Es wäre über diese Tat der Liebe im Augenblick der zeitlichen Ewigkeit noch vieles zu sagen.
Vor allem, dass solche Tat Gnade ist, so sehr sie die sublimste Tat der Freiheit genannt werden muss. Gerade weil wir Gott nur in seiner Kraft lieben können, gerade weil unsre Liebe immer nur Antwort ist an den der uns zuerst geliebt hat, weil er seine Liebe in unseren Herzen ausgießen muss durch den Hl. Geist, der uns gegeben ist, darum schon ist dieser Augeblick Gnade. Gnade aber über die allgemeine Gnadenhaftigkeit der Liebe zu Gott überhaupt hinaus ist dieser Augenblick, weil der Augenblick der zeitlichen Ewigkeit als solcher Gnade ist. Denn über sich ganz verfügen zu können, die letzten Tiefen seiner Möglichkeiten in seine Verfügung zu bekommen, das ?Erz? des Lebens restlos verflüssigen zu können, das es restlos und schlackenfrei in dem Guss des einen Bildes Gottes verbraucht werden kann, diese Möglichkeit als sofort und immer gegebene gehört zum Wesen des Engels, ist aber dem Menschen nicht dauernd und als immer verfügbarer Besitz gegeben, sondern ist nur höchster Augenblick seines Lebens, der ihm aus Gnade geschenkt wird, wenn er ihm geradeso gegeben wird, dass er ihn recht erfüllt und besteht.
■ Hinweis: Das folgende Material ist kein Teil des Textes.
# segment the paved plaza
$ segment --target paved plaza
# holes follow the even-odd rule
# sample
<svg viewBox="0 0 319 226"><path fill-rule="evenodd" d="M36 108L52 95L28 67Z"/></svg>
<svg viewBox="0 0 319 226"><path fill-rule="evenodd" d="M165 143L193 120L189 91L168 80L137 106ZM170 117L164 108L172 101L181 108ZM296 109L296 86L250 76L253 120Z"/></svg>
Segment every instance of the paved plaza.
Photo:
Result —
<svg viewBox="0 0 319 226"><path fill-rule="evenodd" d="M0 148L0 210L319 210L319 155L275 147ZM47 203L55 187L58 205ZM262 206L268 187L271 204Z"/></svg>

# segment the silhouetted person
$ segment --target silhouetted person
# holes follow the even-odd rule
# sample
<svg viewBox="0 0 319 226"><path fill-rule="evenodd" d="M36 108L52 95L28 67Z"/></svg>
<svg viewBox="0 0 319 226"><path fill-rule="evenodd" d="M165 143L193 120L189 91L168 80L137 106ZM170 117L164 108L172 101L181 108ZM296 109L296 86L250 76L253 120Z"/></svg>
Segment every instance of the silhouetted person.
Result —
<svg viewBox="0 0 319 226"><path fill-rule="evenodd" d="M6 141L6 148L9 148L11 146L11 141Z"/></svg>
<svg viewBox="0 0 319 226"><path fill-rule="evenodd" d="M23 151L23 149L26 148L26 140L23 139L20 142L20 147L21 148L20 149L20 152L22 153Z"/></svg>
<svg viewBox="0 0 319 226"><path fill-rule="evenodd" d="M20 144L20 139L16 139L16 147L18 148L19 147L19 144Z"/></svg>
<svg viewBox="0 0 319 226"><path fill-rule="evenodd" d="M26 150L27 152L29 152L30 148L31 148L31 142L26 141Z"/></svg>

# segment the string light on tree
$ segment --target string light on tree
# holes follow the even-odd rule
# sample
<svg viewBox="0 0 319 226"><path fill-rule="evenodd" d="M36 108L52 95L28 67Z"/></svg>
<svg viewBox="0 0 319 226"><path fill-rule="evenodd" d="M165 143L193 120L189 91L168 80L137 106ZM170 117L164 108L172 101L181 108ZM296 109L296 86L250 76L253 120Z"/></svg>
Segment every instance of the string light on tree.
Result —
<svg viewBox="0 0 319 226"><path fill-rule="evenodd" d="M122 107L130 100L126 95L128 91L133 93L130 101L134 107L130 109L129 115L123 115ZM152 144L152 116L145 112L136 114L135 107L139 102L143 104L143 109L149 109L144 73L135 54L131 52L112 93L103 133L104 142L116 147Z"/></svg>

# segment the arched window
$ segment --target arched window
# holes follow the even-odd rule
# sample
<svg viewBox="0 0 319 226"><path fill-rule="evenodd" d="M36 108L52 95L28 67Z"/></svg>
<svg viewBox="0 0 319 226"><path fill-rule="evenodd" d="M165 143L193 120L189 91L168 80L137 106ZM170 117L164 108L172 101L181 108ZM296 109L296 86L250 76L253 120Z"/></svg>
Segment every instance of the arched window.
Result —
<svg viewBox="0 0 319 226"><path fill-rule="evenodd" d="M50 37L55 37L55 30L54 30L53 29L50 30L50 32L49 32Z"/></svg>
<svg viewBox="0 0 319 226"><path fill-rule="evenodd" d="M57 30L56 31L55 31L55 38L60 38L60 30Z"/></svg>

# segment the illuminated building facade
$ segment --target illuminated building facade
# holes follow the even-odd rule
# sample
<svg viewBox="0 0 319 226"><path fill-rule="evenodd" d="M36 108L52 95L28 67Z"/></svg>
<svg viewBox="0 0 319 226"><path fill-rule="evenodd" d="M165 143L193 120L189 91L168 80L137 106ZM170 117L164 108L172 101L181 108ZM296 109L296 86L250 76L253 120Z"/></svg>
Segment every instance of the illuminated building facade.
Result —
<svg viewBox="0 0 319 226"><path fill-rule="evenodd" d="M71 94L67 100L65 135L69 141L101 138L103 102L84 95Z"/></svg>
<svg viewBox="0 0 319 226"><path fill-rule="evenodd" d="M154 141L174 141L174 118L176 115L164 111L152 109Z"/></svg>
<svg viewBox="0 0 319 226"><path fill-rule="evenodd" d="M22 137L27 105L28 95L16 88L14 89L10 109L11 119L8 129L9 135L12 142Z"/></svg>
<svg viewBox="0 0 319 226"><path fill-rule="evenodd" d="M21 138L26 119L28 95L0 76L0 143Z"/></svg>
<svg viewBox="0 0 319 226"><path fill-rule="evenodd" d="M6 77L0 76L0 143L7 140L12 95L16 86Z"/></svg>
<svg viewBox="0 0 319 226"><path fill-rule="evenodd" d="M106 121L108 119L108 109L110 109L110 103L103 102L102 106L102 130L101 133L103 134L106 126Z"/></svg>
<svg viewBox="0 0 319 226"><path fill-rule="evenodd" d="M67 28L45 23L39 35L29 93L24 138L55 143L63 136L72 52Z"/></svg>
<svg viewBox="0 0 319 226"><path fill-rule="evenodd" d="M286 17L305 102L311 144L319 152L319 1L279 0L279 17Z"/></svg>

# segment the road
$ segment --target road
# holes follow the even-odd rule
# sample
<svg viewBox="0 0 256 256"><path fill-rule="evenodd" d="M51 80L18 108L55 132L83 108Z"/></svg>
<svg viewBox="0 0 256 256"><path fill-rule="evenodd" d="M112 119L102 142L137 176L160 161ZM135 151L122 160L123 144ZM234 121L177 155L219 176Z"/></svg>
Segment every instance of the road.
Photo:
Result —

Gnade ist es also, dass er ihn erhält, nochmals Gnade, dass er ihn mit Liebe zu Gott erfüllen kann. Der höchste Augenblick der Freiheit, in dem sie ihre Endgültigkeit schafft ist der ewigen Integration des ganzen Lebens, ist nach Wesen und Dasein Gnade und Freiheit.?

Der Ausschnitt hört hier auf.